Gibson’s is an imagology, a dystopian world busy manufacturing illusions, cruising the already gridlocked infotainment superhighway where reality is only skin-deep. Where a Chinese girl gets her newspaper ‘printed out so there’s never any mention of scandal or disaster, but with a triple helping of celebrity romance, particularly anything to do with the British royal family.’


The slender narrative threads come spiked on Berry Rydell – an IntenSecure private cop, and Chevette Washington – a kind of literal Tank Girl bicycle courier who lives in a low-tech shantytown on the earthquake-wrecked tunnel-bypassed derelict Golden Gate bridge. Bicycle courier? Gibson says that in the electro-infonet where all datafeed can be commonly accessed and intercepted, nothing can be kept private. Except in physical packages carried by physical couriers. ‘Modernity was ending. Here, on the bridge, it long since had.’ These characters randomly intersect through the medium of some thefted black Virtual Light datashades, eyephones logging them into agents of the Sunflower Pacific Rim nasties. Then God-Eater, and the Republic of Desire digital underground. Bruce Sterling once wrote that ‘mirrorshades – preferably in chrome and matte black, the Movement’s (ie, Cyberpunk’s) totem colours – appeared in story after story, as a kind of literary badge.’ Here, perhaps referencing Sterling, they become the crux of a novel.

But that’s largely an excuse for flash-frame writing impaled on barbs of ironic wit which spills off the page and interacts with presets in your head. A Gibson character muses ‘he thought that was probably bullshit, but he sort of liked the sound of it anyway, like what happened to old people on television.’ The media-literate reader connects to its hidden visual vocabulary on just such slight suggestions. Because we’ve seen the same programmes. There’s a Rock Star called Chrome Koran who has a hit with “She’s God’s Girlfriend”. Chevette recalls earlier stars like ‘that black guy who turned white, and then his face fell in.’ We know who she means. We’ve read ‘Q’.

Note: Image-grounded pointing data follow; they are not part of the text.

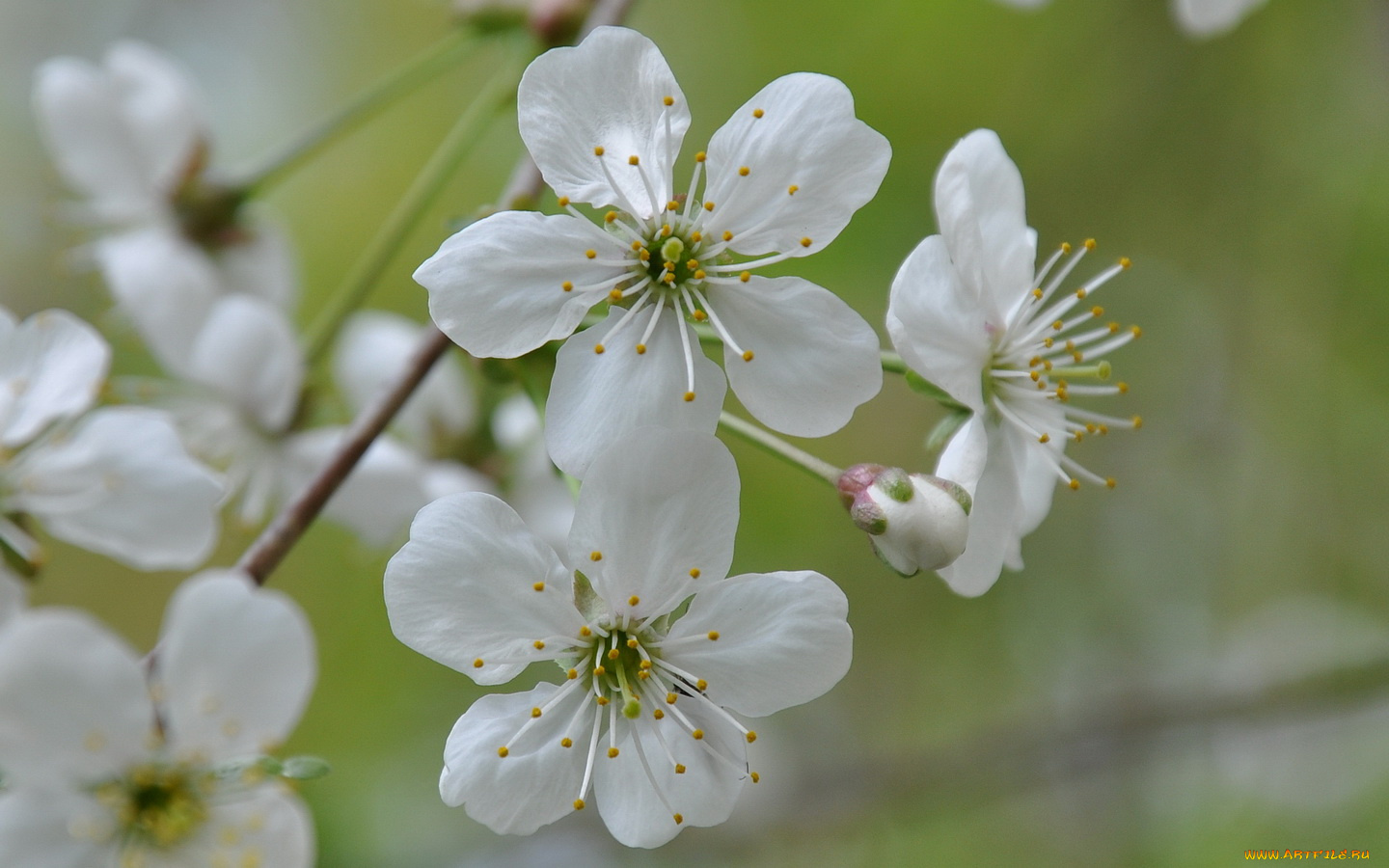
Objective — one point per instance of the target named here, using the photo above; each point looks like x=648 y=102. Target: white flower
x=605 y=122
x=914 y=521
x=131 y=138
x=968 y=314
x=98 y=773
x=116 y=479
x=642 y=712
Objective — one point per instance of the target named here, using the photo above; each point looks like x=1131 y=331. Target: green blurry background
x=1190 y=665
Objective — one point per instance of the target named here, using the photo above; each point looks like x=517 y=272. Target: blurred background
x=1192 y=665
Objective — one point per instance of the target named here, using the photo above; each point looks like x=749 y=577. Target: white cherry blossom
x=98 y=773
x=605 y=122
x=643 y=716
x=968 y=312
x=113 y=479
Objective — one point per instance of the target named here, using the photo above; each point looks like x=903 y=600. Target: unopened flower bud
x=914 y=521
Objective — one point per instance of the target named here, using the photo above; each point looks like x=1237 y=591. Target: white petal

The problem is, we’ve done ‘Virtual Light’ too. We not only read it, we live it, through all those ‘Horizon’-style VR and Cyberspace-race docudramas, magazine spreads, ‘Wired’ and ‘Mondo 2000’ back-issues. Hell – Gibson himself is IN most of them. And this likeable novel is no longer so much Cutting Edge Future Shock as a glow of pleasing glitch-free familiarity. ‘We are come not only past the century’s end’ Gibson comments, and ‘the millennium’s turning, but to the end of something else. Era? Paradigm? Everywhere, the signs of closure.’